No; ni era manía, ni tampoco una pueril preocupación literaria, que, en la ocasión, hubiera resultado demasiado inconcebible, sino que el joven Requena, sospechándose cogido en una trampa de la que tal vez su instinto le había prevenido aunque en vano, quiso, a todo evento, dejar esas líneas donde constan de su puño y letra los hechos decisivos, con lo cual, si su aprensión resultaba cierta, podrían servir de prueba acusadora contra su cómplice, y vengarlo.

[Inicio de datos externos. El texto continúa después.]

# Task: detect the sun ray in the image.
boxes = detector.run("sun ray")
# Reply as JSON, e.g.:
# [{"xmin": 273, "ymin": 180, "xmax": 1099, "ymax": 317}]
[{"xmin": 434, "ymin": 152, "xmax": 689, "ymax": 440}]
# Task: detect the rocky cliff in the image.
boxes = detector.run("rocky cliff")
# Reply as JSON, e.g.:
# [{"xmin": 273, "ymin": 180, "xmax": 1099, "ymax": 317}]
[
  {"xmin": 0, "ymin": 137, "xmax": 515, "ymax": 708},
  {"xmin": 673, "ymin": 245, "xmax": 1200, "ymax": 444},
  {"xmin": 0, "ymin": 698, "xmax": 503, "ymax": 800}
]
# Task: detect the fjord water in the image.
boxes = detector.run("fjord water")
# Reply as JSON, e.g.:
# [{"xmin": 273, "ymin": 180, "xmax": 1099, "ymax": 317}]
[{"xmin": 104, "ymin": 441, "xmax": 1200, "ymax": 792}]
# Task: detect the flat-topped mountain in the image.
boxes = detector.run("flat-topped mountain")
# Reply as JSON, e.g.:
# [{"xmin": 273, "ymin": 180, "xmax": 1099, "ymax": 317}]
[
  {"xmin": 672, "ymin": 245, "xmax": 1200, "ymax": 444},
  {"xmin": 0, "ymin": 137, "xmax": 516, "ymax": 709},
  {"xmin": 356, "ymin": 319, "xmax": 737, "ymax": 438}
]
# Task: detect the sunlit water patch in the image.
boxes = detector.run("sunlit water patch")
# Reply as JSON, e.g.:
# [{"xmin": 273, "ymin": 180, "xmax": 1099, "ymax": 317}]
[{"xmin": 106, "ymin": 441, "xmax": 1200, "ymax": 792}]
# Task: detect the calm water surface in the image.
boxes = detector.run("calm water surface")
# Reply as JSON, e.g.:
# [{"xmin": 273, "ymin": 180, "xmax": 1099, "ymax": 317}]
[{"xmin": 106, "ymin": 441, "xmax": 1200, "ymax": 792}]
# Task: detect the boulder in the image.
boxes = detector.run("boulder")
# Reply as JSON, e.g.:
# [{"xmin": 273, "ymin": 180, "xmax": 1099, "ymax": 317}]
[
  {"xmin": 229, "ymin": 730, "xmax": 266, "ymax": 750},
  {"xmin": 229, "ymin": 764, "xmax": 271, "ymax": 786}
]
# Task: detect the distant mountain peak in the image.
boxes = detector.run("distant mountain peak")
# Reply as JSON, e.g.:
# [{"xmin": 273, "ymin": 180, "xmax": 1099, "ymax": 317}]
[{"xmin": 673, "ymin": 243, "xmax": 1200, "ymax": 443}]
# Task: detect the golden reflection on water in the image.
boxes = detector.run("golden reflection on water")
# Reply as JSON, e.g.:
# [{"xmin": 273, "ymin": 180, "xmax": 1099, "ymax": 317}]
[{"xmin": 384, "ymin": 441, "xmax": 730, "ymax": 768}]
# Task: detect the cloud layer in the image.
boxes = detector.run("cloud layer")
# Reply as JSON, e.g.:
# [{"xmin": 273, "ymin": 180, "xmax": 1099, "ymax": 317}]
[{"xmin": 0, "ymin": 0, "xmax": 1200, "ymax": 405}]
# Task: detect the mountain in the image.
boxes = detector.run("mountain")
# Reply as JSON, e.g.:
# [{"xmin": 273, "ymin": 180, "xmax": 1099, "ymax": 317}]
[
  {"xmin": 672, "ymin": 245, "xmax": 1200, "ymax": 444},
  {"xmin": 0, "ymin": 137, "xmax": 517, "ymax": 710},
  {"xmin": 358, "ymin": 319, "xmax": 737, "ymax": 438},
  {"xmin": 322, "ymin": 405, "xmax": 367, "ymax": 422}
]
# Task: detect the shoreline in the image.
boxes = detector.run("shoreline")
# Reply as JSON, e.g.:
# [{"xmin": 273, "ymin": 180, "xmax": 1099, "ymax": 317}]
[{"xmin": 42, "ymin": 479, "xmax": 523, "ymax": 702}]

La aparición oportuna de esos papeles explotaría como una bomba llegado el momento. Que fueran a caer, como cayeron, en poder de quien los detentaría medrosamente hasta pasármelos a mí, era algo imprevisible, y que en manera alguna invalida sus cálculos, correctos en principio. De todos modos, y aunque ya no haya lugar a darles curso procesal en los tribunales de justicia -pues ¡buenas están las cosas para lindezas tales!-, prestarán al menos testimonio ante el más alto tribunal de la Historia; y, por su parte, la Historia misma lo ha vengado ya sin necesidad de ellos.
«A toda prisa acudí al dormitorio del Presidente -concluye Tadeo su relato-; pero, en vez de encontrarme allí a Concha, como no dudaba que la encontraría, pues estaba seguro de que era ella quien por alguna razón me llamaba, con quien me enfrenté fue con el propio Bocanegra, visión mortal, medio incorporado en la cama. Sentí que mi expresión se ponía tan cadavérica como la suya: me quedé pasmado, en el marco de la puerta. Muy despacio, muy bajito, fatigosamente, pero sin quitarme de encima aquellos ojos, me dijo: -Ella misma, ¿sabes?; ella misma me lo ha contado todo. Me lo ha contado no más para que, antes de reventar, ¿sabes?, pueda llevárteme por delante. -Se detuvo a tomar aliento, y agregó, ronco: -Pero yo no voy a matarte, no. ¡Vive, desgraciado! -Rebuscó bajo la almohada arañando la sábana con sus uñas sucias, agarró ávidamente la pistola y me la tiró con asco. Yo la alcancé en el aire. La contemplé un momento, alcé otra vez los ojos, y enseguida (ni sé siquiera cómo me vino la idea; quizás para librarme de su mirada) le encajé un tiro. Su cabeza golpeó contra la pared. Y yo entonces me volví hacia el pasillo, esperando que Concha -¿dónde se habría metido ésa…?- apareciera por fin al ruido del pistoletazo.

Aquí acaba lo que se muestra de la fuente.